Más grande, más gordo, pero nada nuevo bajo el sol. Cristiano Ronaldo, Bale, el propio Neymar, Luis Suárez, Higuaín… nos sigue asustando, pero ya no nos sorprende la magnitud que se mueve en uno de estos traspasos. Sin embargo, este de Neymar está levantando ampollas: los mandatarios azulgranas no caben en sí de la indignación y hasta el mismísimo presidente de la LFP, el señor Tebas, dice que va a denunciar a los franceses por “incumplimiento del fair play financiero” (él sabrá en qué se basa, teniendo en cuenta que falta un mes para cerrar el mercado y cuadrar el balance). Ha surgido incluso un debate inédito hasta ahora sobre la justicia (o no) de las cláusulas de rescisión, que no existen en otros países.

Neymar, durante el partido de Champions de la pasada temporada contra el PSG. Foto: Goal.
Neymar, durante el partido de Champions de la pasada temporada contra el PSG. Foto: Goal.

¿Qué ha cambiado esta vez? Única y exclusivamente que uno de los dos colosos del fútbol español en torno a quienes está montado este negocio es ahora víctima y no verdugo. Abundan las ocasiones en las que el Barcelona y el Real Madrid han aprovechado su poderío económico (producto, no en su totalidad pero sí en buena parte, de un reparto desigual y profundamente injusto de los derechos de televisión) para esquilmar a sus rivales y reducir al mínimo la competitividad de una liga en la que, salvo excepciones puntuales y muy milagrosas, no hay lugar para que ningún otro roce la gloria.
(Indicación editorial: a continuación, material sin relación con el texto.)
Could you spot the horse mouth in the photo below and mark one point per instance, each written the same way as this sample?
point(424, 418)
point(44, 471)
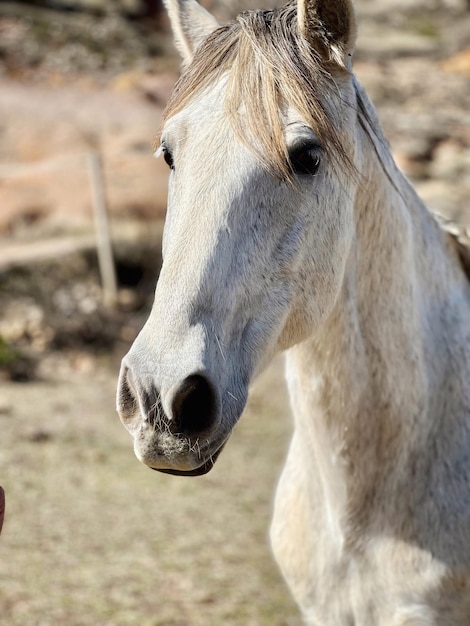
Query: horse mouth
point(198, 471)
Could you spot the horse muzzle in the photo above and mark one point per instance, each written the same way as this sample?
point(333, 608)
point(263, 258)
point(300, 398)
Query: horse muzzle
point(178, 432)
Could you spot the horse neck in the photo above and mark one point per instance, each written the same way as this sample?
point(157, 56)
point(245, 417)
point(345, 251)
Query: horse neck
point(361, 385)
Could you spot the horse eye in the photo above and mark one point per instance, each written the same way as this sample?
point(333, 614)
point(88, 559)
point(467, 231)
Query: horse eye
point(168, 157)
point(304, 161)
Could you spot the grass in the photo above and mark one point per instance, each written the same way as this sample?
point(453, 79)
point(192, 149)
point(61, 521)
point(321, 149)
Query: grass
point(92, 537)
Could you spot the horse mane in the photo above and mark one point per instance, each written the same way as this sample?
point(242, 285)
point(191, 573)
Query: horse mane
point(459, 238)
point(277, 66)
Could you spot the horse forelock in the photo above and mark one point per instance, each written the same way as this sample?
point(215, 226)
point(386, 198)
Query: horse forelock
point(269, 66)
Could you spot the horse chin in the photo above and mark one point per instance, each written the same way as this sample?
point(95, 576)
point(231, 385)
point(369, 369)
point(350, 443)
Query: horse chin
point(198, 471)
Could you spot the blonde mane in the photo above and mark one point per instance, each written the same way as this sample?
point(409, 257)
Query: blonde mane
point(269, 64)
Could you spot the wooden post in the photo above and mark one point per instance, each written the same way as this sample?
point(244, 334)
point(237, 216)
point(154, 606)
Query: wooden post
point(103, 237)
Ya sea directamente abonando esas cláusulas y eliminando toda posibilidad de réplica, ya sea valiéndose de la situación desesperada de la tesorería de los equipos “pequeños” (tan sometidos a la estructura desigual del campeonato como, justo es reconocerlo, culpables de sus propias desdichas por sus gestiones internas a menudo calamitosas y hasta delictivas) y forzándoles a negociar traspasos ventajosos para, de paso, evitar el pago de impuestos como el IVA, llevamos años viendo cómo los clubes de segunda línea, los que podrían ser una alternativa de poder (e históricamente lo han sido), se ven obligados a desprenderse de sus mejores hombres.
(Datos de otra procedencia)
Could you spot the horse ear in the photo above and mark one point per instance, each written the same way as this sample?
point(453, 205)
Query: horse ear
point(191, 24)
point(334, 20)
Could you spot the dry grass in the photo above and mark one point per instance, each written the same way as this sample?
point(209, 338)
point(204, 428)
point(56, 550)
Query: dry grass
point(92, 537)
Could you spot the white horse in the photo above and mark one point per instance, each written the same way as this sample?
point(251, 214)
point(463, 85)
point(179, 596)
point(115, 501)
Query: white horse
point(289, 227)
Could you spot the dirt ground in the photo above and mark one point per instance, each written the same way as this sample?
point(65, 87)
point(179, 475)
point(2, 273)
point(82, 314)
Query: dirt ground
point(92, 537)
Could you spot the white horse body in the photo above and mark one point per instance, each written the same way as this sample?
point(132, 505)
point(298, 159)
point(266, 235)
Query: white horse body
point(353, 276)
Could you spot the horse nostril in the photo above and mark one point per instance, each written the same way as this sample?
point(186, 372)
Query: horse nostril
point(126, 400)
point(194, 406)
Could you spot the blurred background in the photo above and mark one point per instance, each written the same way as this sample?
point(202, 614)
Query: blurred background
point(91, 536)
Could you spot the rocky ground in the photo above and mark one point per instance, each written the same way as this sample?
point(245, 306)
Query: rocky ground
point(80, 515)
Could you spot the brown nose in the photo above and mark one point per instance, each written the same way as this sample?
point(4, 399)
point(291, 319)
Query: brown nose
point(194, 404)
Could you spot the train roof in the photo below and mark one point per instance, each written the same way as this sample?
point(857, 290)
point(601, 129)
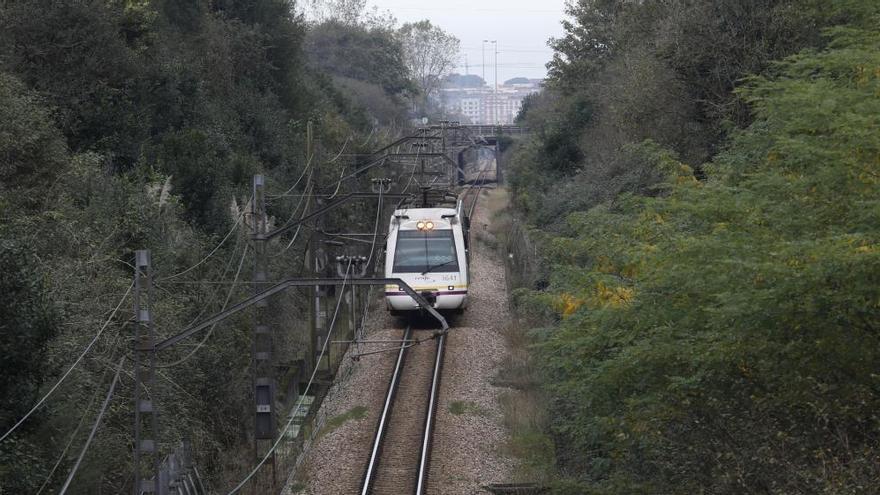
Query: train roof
point(426, 213)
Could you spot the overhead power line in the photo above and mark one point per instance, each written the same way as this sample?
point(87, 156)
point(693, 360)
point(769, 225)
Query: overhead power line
point(283, 432)
point(72, 366)
point(82, 453)
point(213, 251)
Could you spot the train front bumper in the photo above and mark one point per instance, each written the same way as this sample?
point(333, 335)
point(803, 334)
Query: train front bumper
point(439, 299)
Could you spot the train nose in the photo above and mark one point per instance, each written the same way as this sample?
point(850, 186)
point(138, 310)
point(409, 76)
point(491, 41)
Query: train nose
point(429, 296)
Bien lo saben entidades como el Sevilla, el Valencia, el Athletic de Bilbao o incluso, sin olvidar que están por encima de otros 17 (pero por debajo de 2), el Atlético de Madrid. Nadie más que ellos mismos se quejó cuando Sergio Ramos, Dani Alves o Vitolo dejaron Nervión, o cuando André Gomes o Paco Alcácer salieron de Mestalla, o cuando Javi Martínez o Ander Herrera abandonaron San Mamés, o cuando el Kun, Arda, Falcao o Diego Costa cerraron la puerta trasera del Calderón. Entonces, cosas de la vida, el sistema funcionaba, había que vender porque no quedaba más remedio, y lo natural era que el pez grande se comiera al chico.

Han llegado tiburones nuevos al acuario, más voraces que cualquier atún o besugo que hayamos visto antes. Haber esperado hasta ahora para aceptar que este tinglado es negativo para el fútbol español es, como poco, hipócrita. Dice el propio Tebas en su pataleta que “hoy pasa con el Barça, mañana puede pasar con el Real Madrid, otro día con el Atlético o el Villarreal”. Como diría Del Bosque, ponemos “la mano en el fuego” por que en realidad los únicos que le preocupan de esa lista son los dos primeros. Si las medidas que se adopten para atajar el problema van en esta línea, puede que, como ya casi es costumbre, sea peor el remedio que la enfermedad.